As the next-generation DNA sequencing is becoming more quicker and inexpensive, vast amounts of sequence data is now being generated exponentially and publicly available, including large number of ESTs from different plant species. These sequences represent a potentially useful resource for mining SSR markers. In this study, we have identified 4,609 date palm EST sequences containing SSRs from a total of 28,889 sequences. The frequency (16%) of SSRs in genic sequences of date palm was lower when compared to other plant species. For instance, the frequency of SSRs detected was 33.3% in citrus , 28.4% in castor bean , 24% in Iris. However, this frequency in data palm (16%) is greater than those detected in oil palm with 6.1% . The SSR density in date palm is one per 2.4 kb, which is also lower than other plant species (one per 1.97 kb in citrus, one per 1.77 kb in castor bean). However, the frequency of SSRs is depended on the criteria used to identify SSRs in the EST sequence database.
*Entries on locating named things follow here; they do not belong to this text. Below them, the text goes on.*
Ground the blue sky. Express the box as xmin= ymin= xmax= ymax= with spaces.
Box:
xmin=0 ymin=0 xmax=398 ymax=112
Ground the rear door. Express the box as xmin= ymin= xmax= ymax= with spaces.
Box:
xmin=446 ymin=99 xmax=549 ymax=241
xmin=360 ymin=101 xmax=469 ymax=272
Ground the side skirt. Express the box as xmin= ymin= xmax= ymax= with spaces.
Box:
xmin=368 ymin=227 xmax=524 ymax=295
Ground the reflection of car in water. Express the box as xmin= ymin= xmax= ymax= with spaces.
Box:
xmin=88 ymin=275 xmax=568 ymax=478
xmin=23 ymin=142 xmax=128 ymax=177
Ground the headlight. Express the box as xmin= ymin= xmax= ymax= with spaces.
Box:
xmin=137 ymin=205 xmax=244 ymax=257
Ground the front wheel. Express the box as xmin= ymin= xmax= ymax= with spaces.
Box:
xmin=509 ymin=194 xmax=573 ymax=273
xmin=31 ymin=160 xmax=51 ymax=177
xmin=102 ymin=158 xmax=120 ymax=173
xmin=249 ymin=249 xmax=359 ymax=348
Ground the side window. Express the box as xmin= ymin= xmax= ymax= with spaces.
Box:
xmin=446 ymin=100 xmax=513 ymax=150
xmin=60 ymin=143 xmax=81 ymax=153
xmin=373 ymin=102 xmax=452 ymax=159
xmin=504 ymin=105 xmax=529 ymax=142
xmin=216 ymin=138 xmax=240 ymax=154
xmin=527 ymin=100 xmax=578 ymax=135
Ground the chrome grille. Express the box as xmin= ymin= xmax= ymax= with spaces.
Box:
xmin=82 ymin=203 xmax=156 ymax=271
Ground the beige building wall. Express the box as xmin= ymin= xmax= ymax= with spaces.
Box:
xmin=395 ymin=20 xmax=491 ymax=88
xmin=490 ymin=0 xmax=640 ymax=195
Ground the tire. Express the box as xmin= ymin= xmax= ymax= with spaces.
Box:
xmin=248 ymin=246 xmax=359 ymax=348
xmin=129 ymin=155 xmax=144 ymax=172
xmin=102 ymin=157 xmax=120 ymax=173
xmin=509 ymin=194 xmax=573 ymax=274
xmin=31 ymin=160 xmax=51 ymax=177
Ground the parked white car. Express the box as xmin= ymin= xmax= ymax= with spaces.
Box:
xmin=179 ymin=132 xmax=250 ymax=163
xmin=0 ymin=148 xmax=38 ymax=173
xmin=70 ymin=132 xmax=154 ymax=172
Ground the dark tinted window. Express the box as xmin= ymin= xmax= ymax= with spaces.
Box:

The most common dinucleotide SSR motif was AG which comprised of 85.7% dinucleotide motifs in date palm EST sequences. The motif AG is the most abundant and highly polymorphic in both annual and perennial plants including apple and citrus [30, 34]. Mun et al.  have compared the frequency of motif AG in ESTs vs genomic sequences, and found that the higher frequency of motif AG in EST than in genomic sequences, for M. truncatular, soybean, L. japonicus, Arabidopsis, and rice. Among trinucleotide SSR motifs in date palm, AGG and AAG were the more abundant than other types, while in tetranucleotide SSR motifs, AAAG (19.2%), AAGG (14.3%), and AGGG (13.3%) were more common than other types. Although the role of the SSR motif in the function of plant genes is poorly understood, there is evidence showing that motif AG in the 5’ UTR of the waxy gene is related to the amylase content in rice and motif CCG in 5’ UTR in ribosomal protein genes involved in the regulation of fertilization in maize . In date palm, the AG rich content existing genic SSRs and the role of these motifs in the function of genes containing SSRs needs to be further investigated.
Putative functional annotation and categorization of EST sequences containing SSRs in this study revealed that these sequences are involved in various aspects of date palm development. The majorities of transcripts were assigned with “cell” and “organelle” in the cellular component category, involved in “binding” and “catalytic activity” in the molecular function category, and involving in “cellular activity” and “metabolic activity” in the biological process in date palm. Similar results were reported in citrus .
Trinucleotide SSRs were the most common, followed by tetra- and dinucleotide SSRs in date palm EST sequences, which is consistent with the most cases in other plant species. The abundance of trinucleotide SSRs in EST sequences was attributed to the tolerance of frameshift mutations in coding regions . There is evidence that EST-SSRs located in coding regions appear to reveal equivalent levels of polymorphism as compared to those located in UTRs . Thus, EST sequences are indeed an excellent resource for mining SSRs in date palm.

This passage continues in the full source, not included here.